GEO SPACIAL MATCHING FOR IMAGE RETRIEVAL.

Geo Spacial Matching for Image Retrieval.


     Abstract
                             Every day the average person with a computer faces a growing flow of multimedia information particularly via the Internet. But this ocean of information would be useless without the ability to manipulate, classify, archive and access them quickly and selectively. While text indexing is ubiquitous, it is often limited, tedious and subjective for describing image content.
                                One of the main problems was the difficulty of locating the desired image in a large and varied collection, while it is perfectly feasible to identify the desired image from a small collection simply by browsing. More effective techniques are needed with collections containing thousands of items.
CONVENTIONAL TECHNIQUES (TEXT ANNOTATION):
                                 To date, image and video storage and retrieval systems have typically relied on human supplied textual annotations to enable indexing and searches. The text-based indexes for large image and video archives are time consuming to create. They necessitate that each image and video scene is analyzed manually by a domain expert so the contents can be described textually. The language-based descriptions, however, can never capture the visual content sufficiently.
                                 For example, a description of the overall semantic content of an image does not include an enumeration of all the objects and their characteristics, which may be of interest later.
                              A content mismatch occurs when the information that the domain expert ascertains from an image differs from the information that the user is interested in. A content mismatch is catastrophic in the sense that little can be done to approximate or recover the omitted annotations. In addition, a language mismatch can occur when the user and the domain expert use different languages or phrases. Because text-based matching provides only hit-or-miss type searching, when the user does not specify the right keywords the desired images are unreachable without examining the entire collection.
CONTENT BASED RETRIEVAL:
                            The problems with text-based access to images have prompted increasing interest in the development of image based solutions. This is more often referred to as Content Based Image Retrieval (CBIR). Content Based Image Retrieval relies on the characterization of primitive features such as colour, shape and texture that can be automatically extracted from the images themselves.
                             Queries to CBIR system are most often expressed as visual exemplars of the type of the image or image attributed being sought. For Example user may submit a sketch, click on the texture pallet, or select a particular shape of interest. This system then identifies those stored images with a high degree of similarity to the requested feature.             









EXISTING SYSTEMS:
                             IBM’s QBIC system is the first commercial CBIR system and probably the best known of all CBIR systems. QBIC supports users to retrieval images by color, shape and texture. QBIC provides several query methods: Simple, Multi-feature and Multi-pass.
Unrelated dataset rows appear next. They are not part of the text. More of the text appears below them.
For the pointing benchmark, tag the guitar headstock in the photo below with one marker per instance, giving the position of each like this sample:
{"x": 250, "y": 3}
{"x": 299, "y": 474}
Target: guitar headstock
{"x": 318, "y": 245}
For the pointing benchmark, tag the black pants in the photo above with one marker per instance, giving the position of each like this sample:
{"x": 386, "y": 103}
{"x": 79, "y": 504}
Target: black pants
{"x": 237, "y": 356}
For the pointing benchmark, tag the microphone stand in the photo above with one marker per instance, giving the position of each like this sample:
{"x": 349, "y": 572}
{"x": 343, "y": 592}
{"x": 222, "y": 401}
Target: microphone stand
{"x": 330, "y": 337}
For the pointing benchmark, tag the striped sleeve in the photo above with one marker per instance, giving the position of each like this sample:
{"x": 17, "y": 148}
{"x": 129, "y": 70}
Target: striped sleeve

In the simple method, a query is processed using only one feature. A Multi-feature query involves more than one feature and all features have equal weights during the search. A Multi-pass query uses the output of a previous query as the basis for further refinements. Users can draw and specify color and texture color and texture patterns in desired images. In QBIC, the color similarity is computed by quadratic metric using k-element color histograms and the average colors are used as filters to improve query efficiency. Its shape function retrieves images by shape area, circularity, eccentricity and major axis orientation. Its texture function retrieves images by global coarseness, contrast and directionality features.
The Photo book system (developed at the Massachusetts institute of technology) allows retrieving images by color, shape and texture features. This system provides a set of matching algorithms, including Euclidean, mahalanobis, divergence, vector space angle, histogram, Fourier peak, and wavelet tree distances as distance metrics. In its most recent version, users can define their own matching algorithms.
The I match system allows users to retrieve images by color, texture and shape. I match supports several query similar images: Color similarity, color and shape (Quick), color and Shape (Fuzzy), and color distribution.


PROPOSED SYSTEM:      
                    Currently the most widely used image search engine, the GOOGLE, provides its users with the textual annotation kind of implementation. With lacks of images added to the image database, not many images are annotated with proper description. So many relevant images go unmatched.
                     The most widely accepted content-based image retrieval techniques use the Quadratic Distance and the Integrated Region Matching methods. The Quadratic Distance method, though yields metric distance, is computationally expensive. The conventional Integrated Region Matching is non-metric and hence gives results that are not optimal. Our system uses a modified IRM method which overcomes the disadvantages of both the above mentioned methods. The color feature is extracted using the commonly adopted histogram technique.
                 We also provide an interface where the user can give a query image as an input. The colour feature is automatically extracted from the query image and is compared to the images in the database retrieving the matching images.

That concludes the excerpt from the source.